Kate Downing, a member of the Palo Alto Planning and Transportation Commission, has resigned in protest at its no-growth policies. She writes:
After many years of trying to make it work in Palo Alto, my husband and I cannot see a way to stay in Palo Alto and raise a family here. We rent our current home with another couple for $6200 a month; if we wanted to buy the same home and share it with children and not roommates, it would cost $2.7M and our monthly payment would be $12,177 a month in mortgage, taxes, and insurance. That’s $146,127 per year — an entire professional’s income before taxes. This is unaffordable even for an attorney and a software engineer.
…I have repeatedly made recommendations to the Council to expand the housing supply…Small steps like allowing 2 floors of housing instead of 1 in mixed use developments, enforcing minimum density requirements so that developers build apartments instead of penthouses, legalizing duplexes, easing restrictions on granny units, leveraging the residential parking permit program to experiment with housing for people who don’t want or need two cars, and allowing single-use areas like the Stanford shopping center to add housing on top of shops (or offices), would go a long way in adding desperately needed housing units while maintaining the character of our neighborhoods and preserving historic structures throughout.
The vituperative responses to her letter in the local paper (quite a few now deleted for language) included many like the following:
What with everything going on I have come to realize there is a vast difference between Baby-Boomers, X-Generation, and Millennials. Not sure where Kate falls into that, suspect she is a Millennial, but her overall lack of experience regarding city planning shouts out. “Disruption” is code for the Millennials, not so for Baby-Boomers. We are not going to turn ourselves on our heads because the younger group demands change.
I’m so glad we have one less inexperienced, new resident on the Planning and Transportation Commission that is demanding that long-time residents sacrifice their hard-earned quality of life for young, new residents that want the benefits without the sacrifice and hard work.
These kinds of claims are perfectly sensible. The people who bought their homes a long time ago lucked into a windfall and they resentfully lash out at anyone trying to cut in on that windfall. But notice how un-American these claims are.
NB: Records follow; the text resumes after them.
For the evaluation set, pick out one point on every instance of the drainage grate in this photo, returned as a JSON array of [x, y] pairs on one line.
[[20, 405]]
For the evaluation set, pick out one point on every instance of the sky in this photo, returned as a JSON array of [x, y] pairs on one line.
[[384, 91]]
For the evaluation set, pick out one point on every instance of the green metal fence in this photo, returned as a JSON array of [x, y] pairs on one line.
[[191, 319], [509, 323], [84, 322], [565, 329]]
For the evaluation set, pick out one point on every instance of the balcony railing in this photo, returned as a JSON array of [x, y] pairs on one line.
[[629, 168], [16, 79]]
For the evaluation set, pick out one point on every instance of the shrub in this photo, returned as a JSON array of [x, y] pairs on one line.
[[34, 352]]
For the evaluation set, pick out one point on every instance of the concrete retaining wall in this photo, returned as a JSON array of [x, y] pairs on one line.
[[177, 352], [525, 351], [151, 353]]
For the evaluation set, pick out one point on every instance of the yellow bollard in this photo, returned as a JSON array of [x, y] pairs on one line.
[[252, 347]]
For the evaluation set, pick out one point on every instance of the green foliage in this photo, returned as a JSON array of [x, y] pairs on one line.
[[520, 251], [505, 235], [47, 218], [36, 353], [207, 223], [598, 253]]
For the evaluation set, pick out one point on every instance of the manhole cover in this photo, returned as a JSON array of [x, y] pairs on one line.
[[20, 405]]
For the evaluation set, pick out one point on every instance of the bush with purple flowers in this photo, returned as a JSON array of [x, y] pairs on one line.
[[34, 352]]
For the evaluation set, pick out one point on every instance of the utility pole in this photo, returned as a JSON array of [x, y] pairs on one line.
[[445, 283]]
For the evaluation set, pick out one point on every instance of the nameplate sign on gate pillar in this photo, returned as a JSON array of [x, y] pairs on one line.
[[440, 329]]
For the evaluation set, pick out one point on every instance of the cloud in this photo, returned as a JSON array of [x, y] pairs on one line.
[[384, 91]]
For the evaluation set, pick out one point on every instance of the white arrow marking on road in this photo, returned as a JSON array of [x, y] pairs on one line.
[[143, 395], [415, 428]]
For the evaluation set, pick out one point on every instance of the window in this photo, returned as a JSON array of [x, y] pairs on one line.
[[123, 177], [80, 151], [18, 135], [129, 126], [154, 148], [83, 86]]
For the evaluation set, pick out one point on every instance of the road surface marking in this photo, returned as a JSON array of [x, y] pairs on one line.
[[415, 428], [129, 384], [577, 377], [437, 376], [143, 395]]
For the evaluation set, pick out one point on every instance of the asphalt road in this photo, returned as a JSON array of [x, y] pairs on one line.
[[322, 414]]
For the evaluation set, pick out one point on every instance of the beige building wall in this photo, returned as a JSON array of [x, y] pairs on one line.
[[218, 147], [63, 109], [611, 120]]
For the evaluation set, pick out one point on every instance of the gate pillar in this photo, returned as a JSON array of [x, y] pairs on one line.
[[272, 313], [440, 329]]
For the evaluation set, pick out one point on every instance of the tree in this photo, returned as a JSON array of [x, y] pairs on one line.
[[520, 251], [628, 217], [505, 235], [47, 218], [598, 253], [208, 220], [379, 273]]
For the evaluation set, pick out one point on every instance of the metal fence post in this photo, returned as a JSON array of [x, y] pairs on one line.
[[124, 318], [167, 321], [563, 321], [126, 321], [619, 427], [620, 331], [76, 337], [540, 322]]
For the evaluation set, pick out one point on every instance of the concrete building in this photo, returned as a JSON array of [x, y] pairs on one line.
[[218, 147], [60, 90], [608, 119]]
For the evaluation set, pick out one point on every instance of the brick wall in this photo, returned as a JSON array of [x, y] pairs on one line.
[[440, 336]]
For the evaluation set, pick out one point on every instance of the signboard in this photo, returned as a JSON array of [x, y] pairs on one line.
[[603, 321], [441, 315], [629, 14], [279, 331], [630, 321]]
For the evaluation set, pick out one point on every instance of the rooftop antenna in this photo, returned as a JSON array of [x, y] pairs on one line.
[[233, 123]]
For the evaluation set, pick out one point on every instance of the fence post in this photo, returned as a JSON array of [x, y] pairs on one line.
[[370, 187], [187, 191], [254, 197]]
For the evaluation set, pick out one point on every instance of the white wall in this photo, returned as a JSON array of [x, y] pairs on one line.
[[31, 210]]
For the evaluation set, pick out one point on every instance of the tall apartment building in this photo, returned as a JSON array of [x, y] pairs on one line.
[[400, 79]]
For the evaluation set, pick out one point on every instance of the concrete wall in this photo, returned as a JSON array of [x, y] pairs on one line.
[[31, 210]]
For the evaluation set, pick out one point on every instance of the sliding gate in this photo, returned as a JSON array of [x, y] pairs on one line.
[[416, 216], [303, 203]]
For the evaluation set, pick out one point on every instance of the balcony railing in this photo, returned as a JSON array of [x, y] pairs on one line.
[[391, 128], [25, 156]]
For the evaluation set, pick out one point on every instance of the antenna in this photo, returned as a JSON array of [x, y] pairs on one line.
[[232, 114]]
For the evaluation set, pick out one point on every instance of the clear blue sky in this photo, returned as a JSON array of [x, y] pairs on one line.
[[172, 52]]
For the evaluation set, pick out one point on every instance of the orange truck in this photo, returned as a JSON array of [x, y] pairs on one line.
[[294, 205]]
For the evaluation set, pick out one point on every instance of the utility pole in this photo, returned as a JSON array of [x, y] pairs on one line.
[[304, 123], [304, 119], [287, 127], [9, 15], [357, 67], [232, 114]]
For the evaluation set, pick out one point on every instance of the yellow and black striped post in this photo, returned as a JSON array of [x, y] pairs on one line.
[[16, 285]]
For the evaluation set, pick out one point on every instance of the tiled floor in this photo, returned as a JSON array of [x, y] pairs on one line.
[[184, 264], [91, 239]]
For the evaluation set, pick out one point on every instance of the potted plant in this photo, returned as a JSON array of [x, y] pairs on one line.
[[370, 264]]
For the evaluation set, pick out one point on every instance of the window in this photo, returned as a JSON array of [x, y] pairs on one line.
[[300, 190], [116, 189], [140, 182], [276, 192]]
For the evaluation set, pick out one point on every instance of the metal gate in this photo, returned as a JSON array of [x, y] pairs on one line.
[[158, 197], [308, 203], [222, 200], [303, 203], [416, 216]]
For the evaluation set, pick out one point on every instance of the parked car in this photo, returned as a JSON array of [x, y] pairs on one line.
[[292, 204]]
The current residents want to protect their gains by telling other people how they can use their property. When a new restaurant starts to take patrons from an old restaurant we generally don’t think that the old restaurant–the long-term resident–has the right to prevent the new restaurant from opening. The same is true, by and large, for new technologies and ways of doing business. Yet when it comes to residential land we give the old residents a veto on the new.
We have collectivized property in the United States (unlike in say laissez-faire Tokyo). Property is not fully collectivized, of course, but a person’s land is not their own–it’s subject to the dictates of the collective. Collectivization has been tried in many other times and places and the results are by now predictable. Collectivization in Palo Alto has produced inefficiency, high costs and a politicization of choice that makes for ill-will and endless conflict.